Paolo Bonzini <pbonzini@xxxxxxxxxx> · Fri, 12 Nov 2021 10:31:42 +0100

On 11/12/21 09:28, David Woodhouse wrote:
I do not recall that we'd actually reached a conclusion that we *will*
make the gfn_to_pfn cache generally usable in that fashion. The latest
I knew of that discussion was my message at
https://lore.kernel.org/kvm/55a5d4e3fbd29dd55e276b97eeaefd0411b3290b.camel@xxxxxxxxxxxxx/
in which I said I'd be a whole lot happier with that if we could do it
with RCU instead of an rwlock — but I don't think we can because we'd
need to call synchronize_srcu() in the MMU notifier callback that might
not be permitted to sleep?

Why do you have a problem with the rwlock?  If it's per-cache, and it's 
mostly taken within vCPU context (with the exception of Xen), contention 
should be nonexistent.

I'm also slightly less comfortable with having the MMU notifier work
through an arbitrary *list* of gfn_to_pfn caches that it potentially
needs to invalidate, but that is very much a minor concern compared
with the first.

I started looking through the nested code which is the big user of this
facility.

Yes, that's also where I got stuck in my first attempt a few months ago. 
 I agree that it can be changed to use gfn-to-hva caches, except for 
the vmcs12->posted_intr_desc_addr and vmcs12->virtual_apic_page_addr.

Paolo

The important part of the gfn_to_pfn mapping as I've used it
for Xen event channel delivery is the fast path in the common case,
falling back to a slow path that needs to sleep, to revalidate the
mapping. That fast vs. slow path (with a workqueue) already existed for
irqfd delivery and I just needed to hook into it in the right places.

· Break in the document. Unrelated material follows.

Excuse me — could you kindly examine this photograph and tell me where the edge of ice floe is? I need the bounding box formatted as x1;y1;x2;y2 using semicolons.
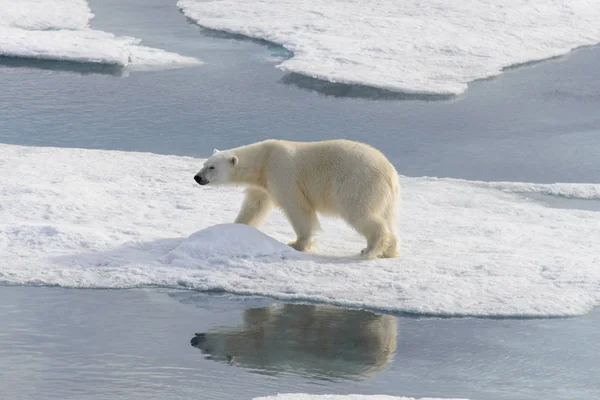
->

I didn't see anything in nested code that would benefit from that same
setup, and AFAICT it should all be running with current->mm == kvm->mm
so surely it ought to be able to just access things using the userspace
HVA and sleep if necessary?

(There's an *entirely* gratuitous one in nested_cache_shadow_vmcs12()
which does a map/memcpy/unmap that really ought to be kvm_read_guest().
I'll send a patch for that shortly)